Я расслабилась на своем сиденье и засмеялась.
Мистер Хейс не сказал мне ни слова до конца поездки.
Возвращаясь домой в Буэнос-Айрес, мама при первой же возможности приглашала меня на чаепитие. Мы вдвоем садились друг напротив друга, пока официанты подавали на стол дымящийся чайник с фарфоровыми чашками, а также пирожные, посыпанные сахаром и кокосовой стружкой. Она разглядывала меня, отмечая, насколько я выросла и следила за моими манерами. Она хотела знать все, что произошло за время своего отсутствия. Пересуды, новости о соседях и особенно о наших отношениях с тетей.
Признавая с неохотой, но я это обожала.
Это было мое любимое времяпрепровождение с мамой. Я не сомневалась, что она была счастлива проводить со мной время, в свою очередь у меня была такая же отчаянная потребность в ней. Она смеялась и улыбалась, рассказывая о поездке, а я могла есть ее речи ложками. Но время шло, дни превращались в месяцы, а ее улыбки тускнели. И однажды я поняла, что это произошло потому, что нашей жизни в Аргентине ей недостаточно.
Она скучала по Египту. Они оба.
Когда мы подошли к кондитерской, меня охватила жгучая тоска по родителям. Я бы все отдала, чтобы снова сидеть напротив мамы, слушать ее голос; чтобы ее мольберт стоял напротив моего, чтобы мы рисовали бок о бок.
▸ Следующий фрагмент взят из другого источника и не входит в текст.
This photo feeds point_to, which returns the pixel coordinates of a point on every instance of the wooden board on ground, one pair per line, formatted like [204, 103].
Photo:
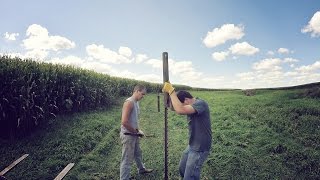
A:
[64, 171]
[13, 164]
Величественный вход в Гроппи, выполненный из серого камня и безупречного стекла, выделялся на углу оживленного перекрестка. Внутри пол застилала разноцветная плитка, выложенная в уникальную форму. В нос мне ударился маслянистый аромат свежеиспеченных круассанов и орехового кофе. Мистер Хейс занял небольшой круглый столик в задней части переполненного заведения. Я узнала окружающие меня лица, потому что сталкивалась уже с этими людьми в отеле. Здесь была компания англичан, лакомившихся мороженым, и щеголеватый американец, сидевший в одиночестве за соседним столиком со своим неизменным портфелем. Эффенди болтали с друзьями, попивая крепкий кофе и пожевывая печенье. Любопытные взгляды провожали нас, когда мы сели с Хейсом за один столик. На моем пальце не было кольца, и сопровождающий не следовал за мной, как длинный шлейф свадебного платья.
— Послушайте! Кажется, я вижу, как остатки моей репутации разбиваются вдребезги.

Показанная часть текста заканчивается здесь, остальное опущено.